= Jenna de Rosnay =

American windsurfer, fashion designer, and model

Jenna de Rosnay (born Jenna Severson, 7 March 1963) is an American windsurfer, fashion designer, and model.

==Career==
From 1982 Rosnay broke the World Speedsailing Record (500-metre, women's windsurfing) seven times, first at the Speed Trials in Weymouth off the Isle of Portland in the United Kingdom.
In 2010 she was inducted into the Speedsailing Hall of Fame.

In 1988 she began designing swimwear for Huit and, later, wetsuits for Neil Pryde.

==Personal life==
Born in California and raised in Hawaii and Tahiti, de Rosnay is the daughter of John Severson, photographer, film director, and founder of Surfer magazine, and his wife, the former Louise Stier. She has a younger sister, Anna Severson (born 1965).
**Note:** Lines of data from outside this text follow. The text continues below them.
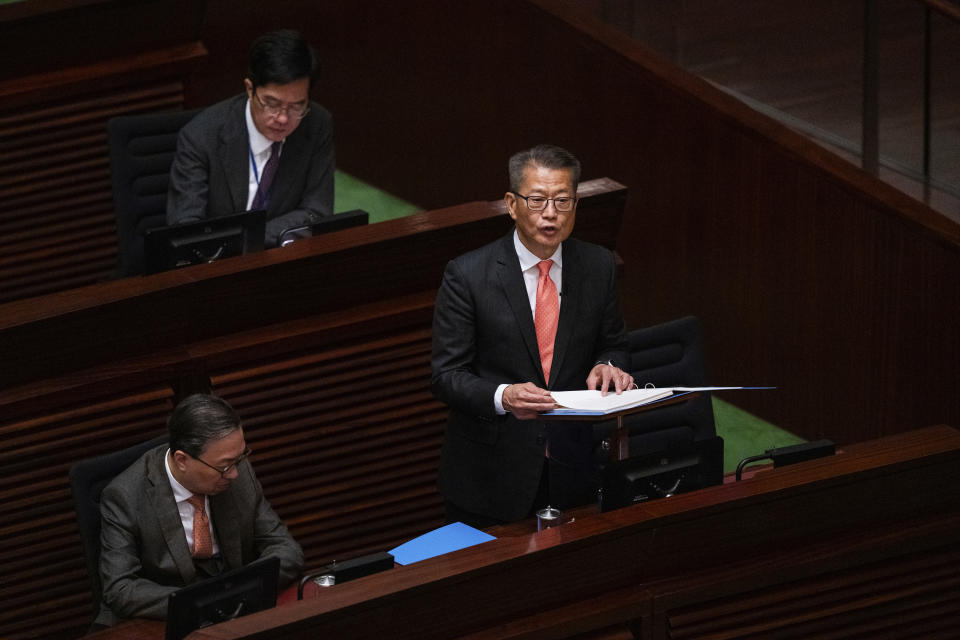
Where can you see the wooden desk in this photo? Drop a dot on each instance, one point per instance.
(836, 543)
(322, 346)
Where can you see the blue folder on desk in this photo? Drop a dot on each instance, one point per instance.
(438, 542)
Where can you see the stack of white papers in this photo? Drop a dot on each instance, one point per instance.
(592, 401)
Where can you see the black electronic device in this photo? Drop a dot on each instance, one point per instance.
(661, 474)
(352, 569)
(232, 594)
(325, 224)
(208, 240)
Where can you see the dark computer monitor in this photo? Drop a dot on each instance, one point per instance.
(230, 595)
(326, 224)
(181, 245)
(660, 474)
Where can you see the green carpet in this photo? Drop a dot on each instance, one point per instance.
(745, 435)
(352, 193)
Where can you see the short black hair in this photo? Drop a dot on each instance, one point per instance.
(198, 420)
(547, 156)
(280, 57)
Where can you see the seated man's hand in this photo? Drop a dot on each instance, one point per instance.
(609, 378)
(526, 400)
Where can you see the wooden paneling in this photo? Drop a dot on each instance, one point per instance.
(324, 349)
(887, 568)
(806, 273)
(351, 435)
(57, 227)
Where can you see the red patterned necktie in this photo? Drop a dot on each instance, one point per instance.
(545, 316)
(262, 198)
(202, 544)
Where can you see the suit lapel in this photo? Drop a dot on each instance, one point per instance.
(234, 155)
(515, 291)
(171, 527)
(569, 306)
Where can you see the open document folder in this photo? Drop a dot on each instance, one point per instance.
(590, 403)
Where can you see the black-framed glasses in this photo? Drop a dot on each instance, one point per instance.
(539, 203)
(230, 467)
(274, 110)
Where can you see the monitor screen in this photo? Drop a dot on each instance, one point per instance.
(230, 595)
(181, 245)
(661, 474)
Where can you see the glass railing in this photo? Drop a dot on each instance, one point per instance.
(876, 81)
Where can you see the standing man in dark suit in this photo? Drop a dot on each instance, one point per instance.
(500, 345)
(185, 512)
(268, 148)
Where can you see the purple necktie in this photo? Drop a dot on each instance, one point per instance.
(262, 199)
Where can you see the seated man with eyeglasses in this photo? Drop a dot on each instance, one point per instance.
(268, 148)
(186, 512)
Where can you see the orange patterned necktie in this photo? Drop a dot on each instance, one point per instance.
(545, 316)
(202, 544)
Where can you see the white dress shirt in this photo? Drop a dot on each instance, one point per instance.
(531, 276)
(181, 494)
(259, 154)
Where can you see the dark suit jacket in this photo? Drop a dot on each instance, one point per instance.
(144, 554)
(483, 335)
(211, 170)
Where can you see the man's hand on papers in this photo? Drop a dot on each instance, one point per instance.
(606, 377)
(526, 400)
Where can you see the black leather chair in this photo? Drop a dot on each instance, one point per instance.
(88, 478)
(141, 152)
(666, 355)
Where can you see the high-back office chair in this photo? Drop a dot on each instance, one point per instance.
(88, 478)
(141, 152)
(666, 355)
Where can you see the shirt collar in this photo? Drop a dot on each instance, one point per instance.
(259, 143)
(180, 492)
(528, 260)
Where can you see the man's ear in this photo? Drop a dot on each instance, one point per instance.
(180, 459)
(511, 201)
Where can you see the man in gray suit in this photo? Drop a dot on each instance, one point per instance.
(501, 344)
(269, 148)
(185, 512)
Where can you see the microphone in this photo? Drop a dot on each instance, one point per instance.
(298, 229)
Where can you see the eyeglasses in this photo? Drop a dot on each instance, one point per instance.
(274, 110)
(539, 203)
(230, 467)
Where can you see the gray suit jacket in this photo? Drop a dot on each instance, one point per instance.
(144, 554)
(483, 335)
(211, 170)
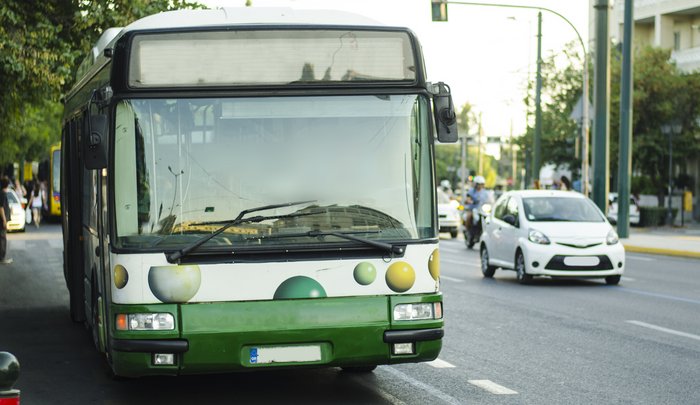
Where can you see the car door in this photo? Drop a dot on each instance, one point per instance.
(495, 230)
(510, 232)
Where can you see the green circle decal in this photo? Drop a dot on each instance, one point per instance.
(365, 273)
(299, 287)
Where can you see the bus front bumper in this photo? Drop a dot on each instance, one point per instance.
(244, 336)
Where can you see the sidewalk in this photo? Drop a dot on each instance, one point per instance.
(672, 241)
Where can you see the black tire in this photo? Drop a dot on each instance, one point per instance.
(359, 369)
(612, 280)
(521, 274)
(471, 240)
(486, 269)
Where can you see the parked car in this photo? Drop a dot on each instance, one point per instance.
(17, 216)
(550, 233)
(448, 214)
(612, 210)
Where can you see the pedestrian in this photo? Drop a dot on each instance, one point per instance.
(37, 202)
(4, 219)
(565, 184)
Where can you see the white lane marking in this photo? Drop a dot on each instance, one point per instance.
(56, 243)
(662, 329)
(457, 280)
(492, 387)
(437, 363)
(454, 248)
(460, 263)
(428, 388)
(664, 296)
(644, 259)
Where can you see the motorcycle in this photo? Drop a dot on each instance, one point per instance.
(474, 224)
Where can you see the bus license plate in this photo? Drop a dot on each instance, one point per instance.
(285, 354)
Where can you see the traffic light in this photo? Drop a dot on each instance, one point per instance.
(439, 8)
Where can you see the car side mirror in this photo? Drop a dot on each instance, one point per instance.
(444, 113)
(95, 142)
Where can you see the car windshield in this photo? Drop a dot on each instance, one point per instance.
(185, 166)
(12, 197)
(443, 198)
(551, 209)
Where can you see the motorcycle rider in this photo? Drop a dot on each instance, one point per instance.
(476, 197)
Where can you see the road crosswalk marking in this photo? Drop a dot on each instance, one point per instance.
(492, 387)
(437, 363)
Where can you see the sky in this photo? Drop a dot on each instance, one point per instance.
(485, 54)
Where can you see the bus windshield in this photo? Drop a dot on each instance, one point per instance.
(360, 163)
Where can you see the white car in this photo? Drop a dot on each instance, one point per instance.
(449, 217)
(17, 216)
(550, 233)
(612, 210)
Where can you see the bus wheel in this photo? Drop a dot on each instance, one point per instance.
(359, 369)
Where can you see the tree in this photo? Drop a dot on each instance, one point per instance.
(662, 94)
(41, 44)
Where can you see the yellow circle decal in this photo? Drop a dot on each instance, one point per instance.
(400, 276)
(434, 264)
(121, 276)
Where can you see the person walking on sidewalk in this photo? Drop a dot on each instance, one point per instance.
(4, 219)
(37, 201)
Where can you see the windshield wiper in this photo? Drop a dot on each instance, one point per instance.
(178, 254)
(348, 235)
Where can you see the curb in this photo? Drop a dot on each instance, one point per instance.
(662, 251)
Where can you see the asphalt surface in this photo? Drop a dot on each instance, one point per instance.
(555, 341)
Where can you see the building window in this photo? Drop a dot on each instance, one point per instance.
(676, 41)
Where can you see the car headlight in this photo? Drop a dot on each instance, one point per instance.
(418, 311)
(537, 237)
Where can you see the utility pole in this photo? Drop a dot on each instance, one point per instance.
(625, 158)
(479, 165)
(537, 144)
(601, 95)
(440, 14)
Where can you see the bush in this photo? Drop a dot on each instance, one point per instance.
(654, 216)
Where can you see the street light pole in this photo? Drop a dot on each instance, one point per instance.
(669, 217)
(670, 130)
(585, 126)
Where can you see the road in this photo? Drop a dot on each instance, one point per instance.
(555, 341)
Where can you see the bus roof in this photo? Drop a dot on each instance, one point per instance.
(221, 17)
(248, 16)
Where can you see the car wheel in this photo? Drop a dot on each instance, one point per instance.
(486, 269)
(612, 280)
(523, 277)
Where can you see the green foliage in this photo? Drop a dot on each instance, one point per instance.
(41, 45)
(654, 216)
(662, 94)
(448, 156)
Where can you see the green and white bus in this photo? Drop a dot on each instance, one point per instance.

Jenna de Rosnay has been married twice:
- Arnaud Louis Fromet de Rosnay (1946–1984), a French playboy, photographer, and long-distance windsurfer who was the youngest son of French-Mauritian painter Gaëtan de Rosnay and his wife, the former Natacha Koltchine. Arnaud de Rosnay had previously been married to Isabel Goldsmith, daughter of Sir James Goldsmith and granddaughter of the Bolivian tin tycoon Antenor Patiño and his wife Doña Maria Cristina de Borbon y Bosch Labrus, Duchess of Durcal. Jenna Severson and Arnaud de Rosnay married in 1981, and in 1984, he disappeared at sea while attempting to windsurf from China to Taiwan. The couple had one daughter, Alizé de Rosnay (born 1984), an artist and designer who helps run a family-owned art gallery Puka Puka in Paia, Maui, Hawaii.
- Emmanuel de Buretel, a recording executive who is the founder of Because Music and the former chairman and CEO of EMI Recorded Music Continental Europe. They have three daughters.